Martedí 21.11.2006 13:45

New York, patria del sesso? Macchè... Altro che Samantha, Carrie & Co... per Mauro Suttora, giornalista ultraquarantenne, corrispondente da New York per un settimanale italiano, il sesso nella 'capitale' del mondo è solo virtuale: se ne parla,  ma non lo si fa. Tutto è più importante: la carriera, lo shopping, il jogging, i party.

Così è nato "No sex in the city" in cui  Suttora racconta in modo divertente e divertito le abitudini, le manie e le stravaganze delle donne americane viste con l'occhio del maschio italiano.  Tra ristoranti alla moda e quartieri ultrachic, limousine e cene di finta beneficenza, il protagonista s'imbatte in un gran numero di donne.

C'è Liza, bellissima fashion-victim, che lo scarica via e-mail per mancanza di tempo; Maria, pantera a parole, ma agnellino quando si passa ai fatti; Paula disposta a tutto ma non a baciare. Un susseguirsi di esilaranti incontri, che diventano anche l'occasione per fotografare impietosamente pregi e difetti della specie umana più avanzata: le femmine di Park Avenue.

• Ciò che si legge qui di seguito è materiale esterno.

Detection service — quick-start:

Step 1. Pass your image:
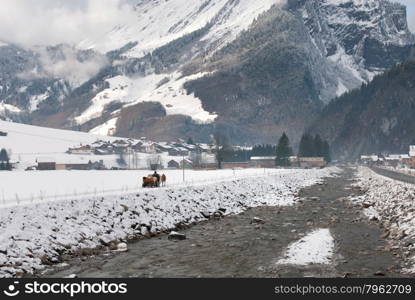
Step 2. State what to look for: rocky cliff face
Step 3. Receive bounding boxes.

[0,0,414,143]
[310,61,415,159]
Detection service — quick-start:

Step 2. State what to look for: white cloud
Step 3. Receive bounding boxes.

[19,46,108,87]
[0,0,134,46]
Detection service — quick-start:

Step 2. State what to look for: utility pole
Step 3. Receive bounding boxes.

[182,155,185,182]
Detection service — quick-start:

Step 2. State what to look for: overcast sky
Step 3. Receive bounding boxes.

[0,0,134,46]
[0,0,415,46]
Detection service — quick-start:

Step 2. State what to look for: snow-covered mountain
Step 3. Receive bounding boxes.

[296,0,415,102]
[0,0,414,142]
[79,0,285,58]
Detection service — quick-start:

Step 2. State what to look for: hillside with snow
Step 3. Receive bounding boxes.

[0,0,415,144]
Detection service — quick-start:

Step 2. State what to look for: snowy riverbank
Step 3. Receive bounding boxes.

[0,168,339,277]
[351,167,415,273]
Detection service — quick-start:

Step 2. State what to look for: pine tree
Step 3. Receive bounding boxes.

[0,149,11,170]
[322,141,331,163]
[298,134,315,157]
[314,134,324,157]
[275,132,293,167]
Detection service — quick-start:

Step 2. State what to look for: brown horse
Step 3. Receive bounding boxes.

[143,175,157,187]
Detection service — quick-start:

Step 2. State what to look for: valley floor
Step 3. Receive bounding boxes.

[45,169,410,277]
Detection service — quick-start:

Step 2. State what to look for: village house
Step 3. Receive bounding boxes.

[298,157,327,168]
[249,156,276,168]
[180,158,193,169]
[167,159,180,169]
[67,145,94,155]
[168,147,189,156]
[36,157,56,171]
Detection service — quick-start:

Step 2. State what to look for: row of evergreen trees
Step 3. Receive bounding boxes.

[275,132,331,167]
[298,134,331,162]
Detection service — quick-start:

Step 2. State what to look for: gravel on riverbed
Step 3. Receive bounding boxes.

[0,167,339,277]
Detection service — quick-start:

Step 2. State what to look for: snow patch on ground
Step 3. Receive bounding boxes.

[350,167,415,273]
[0,102,21,114]
[89,118,118,136]
[0,168,339,277]
[277,229,334,265]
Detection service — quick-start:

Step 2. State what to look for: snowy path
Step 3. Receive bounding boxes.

[43,170,401,277]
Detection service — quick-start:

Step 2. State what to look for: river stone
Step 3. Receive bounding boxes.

[169,231,186,241]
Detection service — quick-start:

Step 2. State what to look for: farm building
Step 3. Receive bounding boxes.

[222,162,250,169]
[37,161,56,171]
[298,157,327,168]
[402,156,415,169]
[180,159,193,169]
[167,159,180,169]
[249,156,276,168]
[68,145,94,155]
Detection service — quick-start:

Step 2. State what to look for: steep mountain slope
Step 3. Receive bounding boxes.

[0,0,414,143]
[311,61,415,158]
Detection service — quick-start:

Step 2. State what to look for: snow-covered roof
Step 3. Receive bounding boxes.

[251,156,277,160]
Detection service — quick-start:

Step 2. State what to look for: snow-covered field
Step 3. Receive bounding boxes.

[0,120,193,171]
[0,168,338,277]
[0,120,128,169]
[0,169,306,207]
[351,167,415,273]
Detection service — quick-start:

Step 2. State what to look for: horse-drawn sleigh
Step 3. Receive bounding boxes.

[143,172,167,188]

Mauro, come è nata l'idea del libro? 
"Ho vissuto  quattro anni a New York come corrispondente di Oggi. I miei amici italiani  continuavano a chiedermi   'come erano le donne di Sex and the city' e da lì ho cominciato ad essere più attento alla questione. Devo dire che non pensavo fosse così popolare il programma in Italia, invece mi sono dovuto ricredere:  questo a quanto pare è il decennio di 'Sex and the city', adesso poi sembra si faccia anche il film..."

A proposito di sesso, ci hai fatto capire che a New York se ne fa poco...
"Sì,  ormai non è più di moda... non è considerato una cosa interessante, per le donne è più interessante fare jogging, shopping, correre, fare acquisti, curare il proprio corpo; sembra che ci sia un generale calo del desiderio,  come confermano d'altra parte le statistiche; quando sono andato a New York trent'anni anni fa come studente  me la ricordavo lussuriosa, una città erotica,   mentre adesso direi che è molto vittoriana"

Cosa ha influito su questo trend?
"Gli hippy negli anni 60 dicevano:  'fate l'amore e non la guerra';  ora ci sono la guerra in Iraq, in Afganistan... e evidentemente non c'è spazio per l'amore. Tutta la società americana è completamente votata alla carriera, al guadagno, ad andare avanti tanto che molti piaceri vengono relegati all'ultimo posto, è una società edonista, è importante comprare la casa, guadagnare sempre di più... con il risultato che rilassarsi è davvero impossibile, vivono tutti in costante stress".   

Dal tuo libro esce fuori anche un ritratto impietoso donna americana, considerata sempre un mito...
"Non si può generalizzare in effetti; io ho parlato della donna newyorkese, in particolare della donna di Manhattan e residente nell'Upper side dove vivono ricchi e alti borghesi che ce l'hanno fatta; ecco in questa parte della città ci sono un sacco di nevrosi, è stato divertente parlarne....

Durante un viaggio in Italia la tua fidanzata, Marsha,  dice che non le 'dispiace non andare a Venezia perchè tanto di lunedì i negozi sono chiusi"...
"Sì, è così, lo scrivo nel libro. Ho convissuto con Marsha per un anno. La mia compagna in effetti era deliziosa,  simpatica, bella e intelligente ma americana... Faccio un esempio: le newyorkesi hanno un brutto rapporto con il cibo, vanno sempre al ristorante, ma Marsha  una volta al mese mi diceva  trionfante 'stasera ti faccio io da mangiare' , come fosse una concessione;  una sera mi prepara un hot dog orribile, vado in cucina e vedo una confezione 'meatless hot dog', hot dog senza carne. Insomma era un hot dog di soia, mangiava tutto tranne che le cose vere, latte senza latte, carne senza carne... tutto tranne che la cosa vera.."

Adesso a Roma e sei fidanzato...
"Sì sto insieme ad un'adorabile italiana e sono sereno. Vivo a Roma, città orizzontale quanto New York è verticale; presto il libro sarà tradotto in inglese da un editore americano...e tornerò a Manhattan".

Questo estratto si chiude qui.